Forming an agile software development team can be a challenge when the enterprise is burdened with document-heavy processes and legacy company department structures.

Often terms get mixed and matched to suit a particular situation, so it’s worth reviewing what it really means to be agile.

“Agile methodology” is a term that originated from a famous 2001 meeting of software engineering leaders in Utah. After that meeting, the Agile Manifesto was born, laying out a core set of principles.

The term agile was originally meant to describe a set of four values and twelve principles. Here are the four values:

  • Individuals and interactions over processes and tools.
  • Working software over comprehensive documentation.
  • Customer collaboration over contract negotiation.
  • Responding to change over following a plan.

Notice that these values were written in an “X over Y” format to highlight how this was a change from the status quo of software development.

What’s the difference between agile and scrum methods?

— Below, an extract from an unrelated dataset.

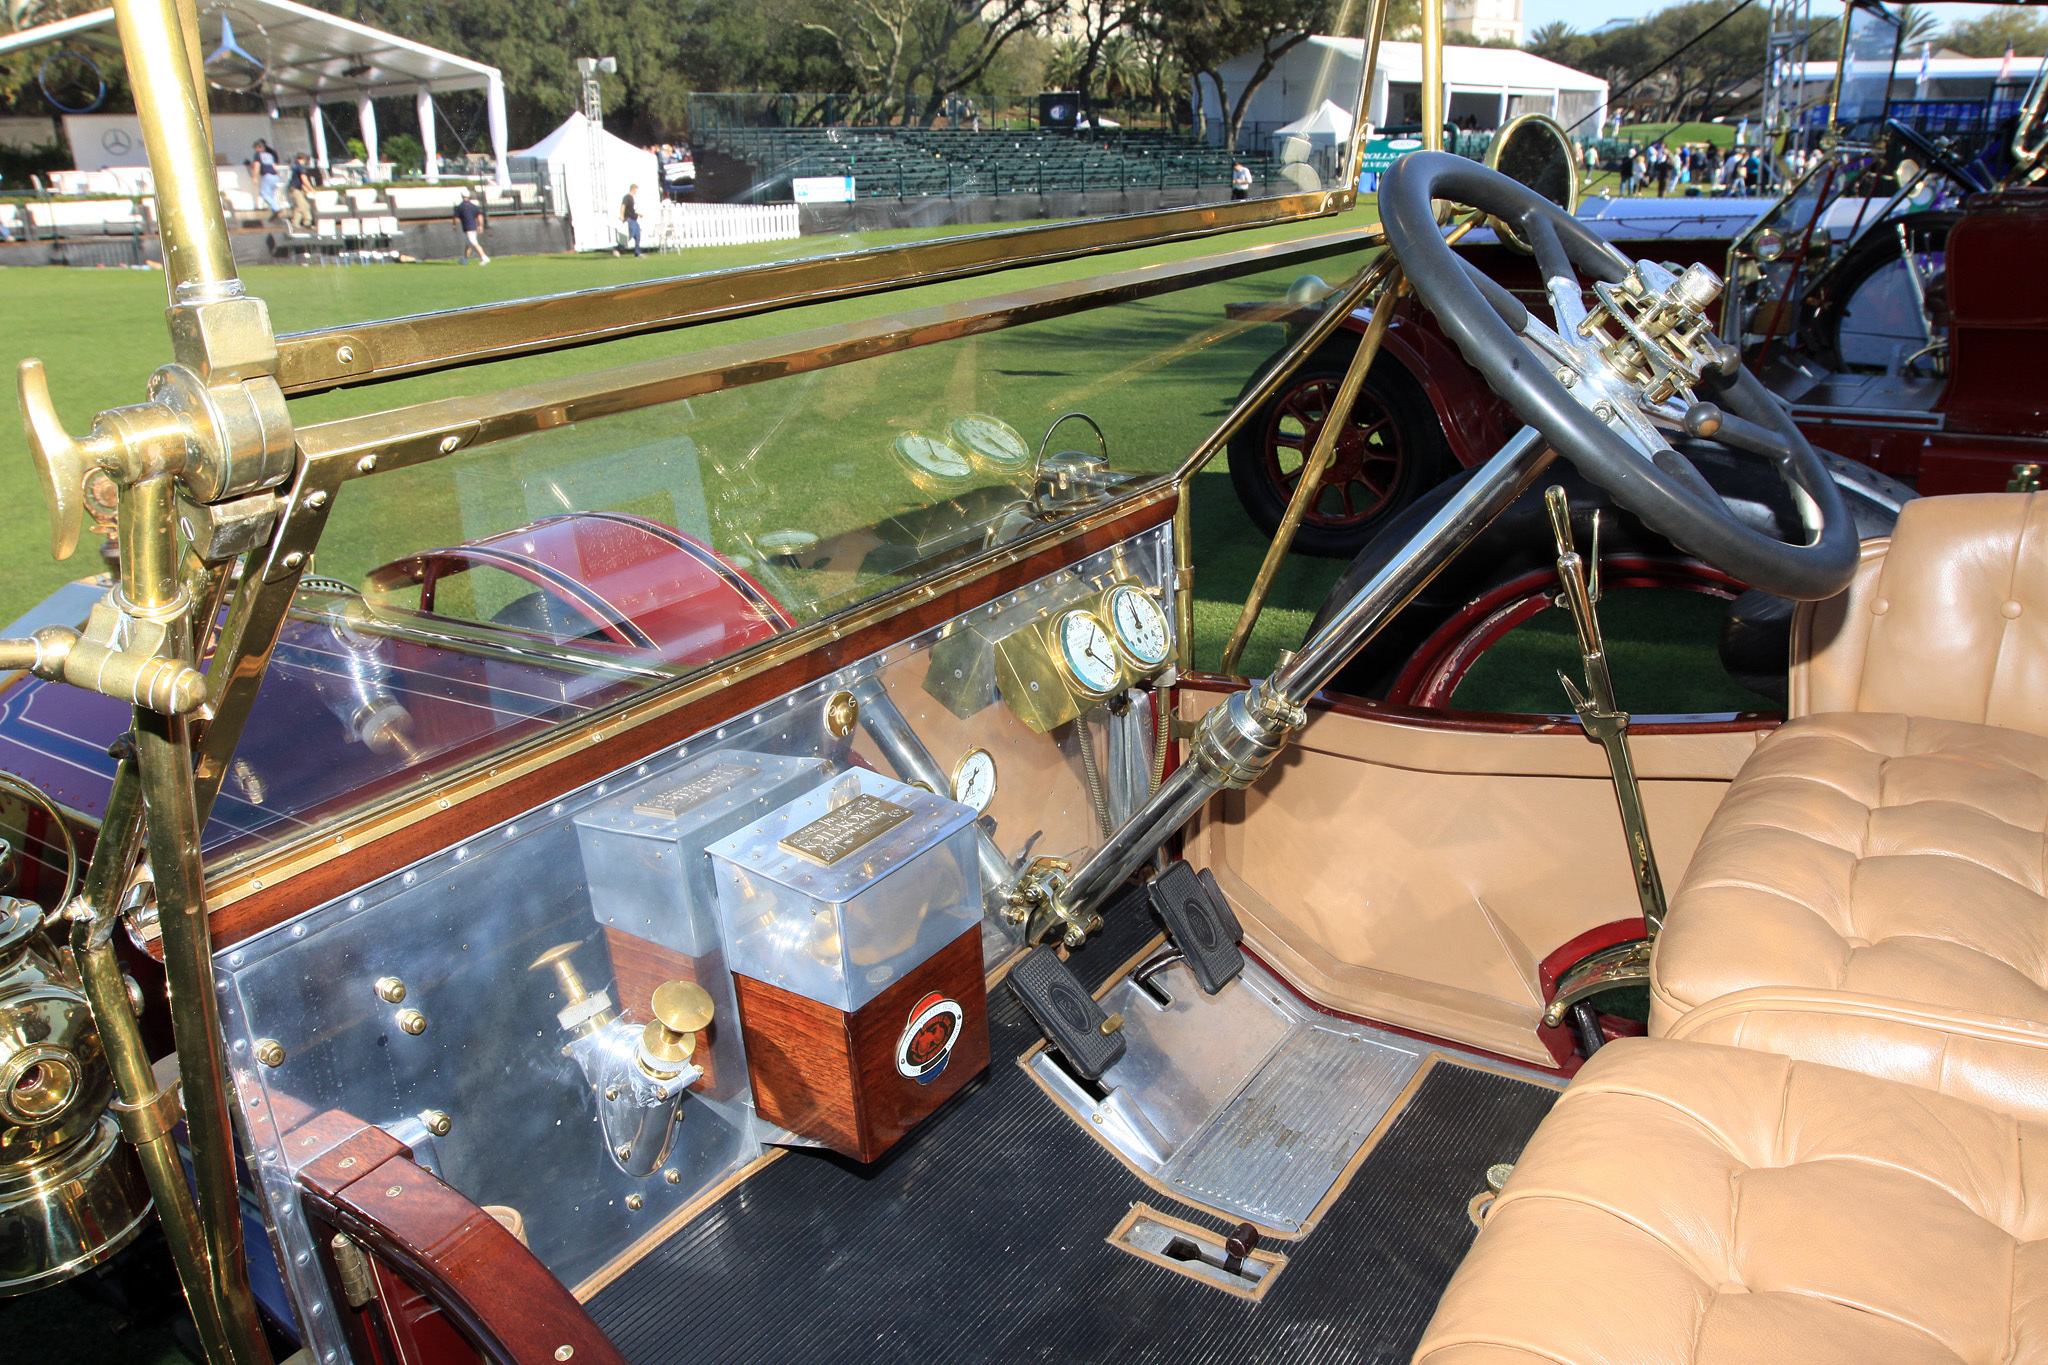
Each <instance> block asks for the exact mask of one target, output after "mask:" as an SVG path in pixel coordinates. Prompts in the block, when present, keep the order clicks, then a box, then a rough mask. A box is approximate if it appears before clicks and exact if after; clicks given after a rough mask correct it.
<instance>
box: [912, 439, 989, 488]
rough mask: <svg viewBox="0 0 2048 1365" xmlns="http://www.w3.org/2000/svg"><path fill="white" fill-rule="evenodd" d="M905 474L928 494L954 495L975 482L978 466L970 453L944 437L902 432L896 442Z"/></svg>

These terms are often confused or concatenated, but agile refers to a set of values, and scrum refers to an operational method (or framework) for how we see those values enacted in a project.

Typically a small team of three to nine software developers will break work down into two-week sprints. These sprints are iterated through short daily meetings that react to changing conditions and customer needs.

There are often daily scrums, also called stand-up meetings, that last 15 minutes and act as free space for team members to make adjustments on the fly. Scrum focuses on decision-making done through an iterative, empirically based process. In other words, no pulling ideas out of thin air with no support, and no speculation without information. Anyone who’s been in a meeting where a magical realism takes hold can relate to the value of taking the next step on the path based on data, not ego.

In the last 17 years many frameworks have risen and fallen, but the two that stand out other than scrum are Kanban and Extreme Programming (XP). Kanban is a Japanese-based method, originally used in Toyota, that focuses on visualizing the process through a digital or physical board, then adjusting when bottlenecks are noted. XP focuses on short development stories while taking user stories as feedback, followed by frequent planned releases.

While we won’t go into further detail on the frameworks in this post, it’s important to realize that most projects today use combined frameworks, picking and choosing the best aspects of each that are compatible with company culture.

Peaxy has had great success at using Scrum and following agile principles because our employees have the mindset to embrace it. Personality shouldn’t be discounted here: it’s one thing to hand out a copy of agile principles and hope people read it. It’s another to hire employees that get excited about those principles and use them effectively on the ground.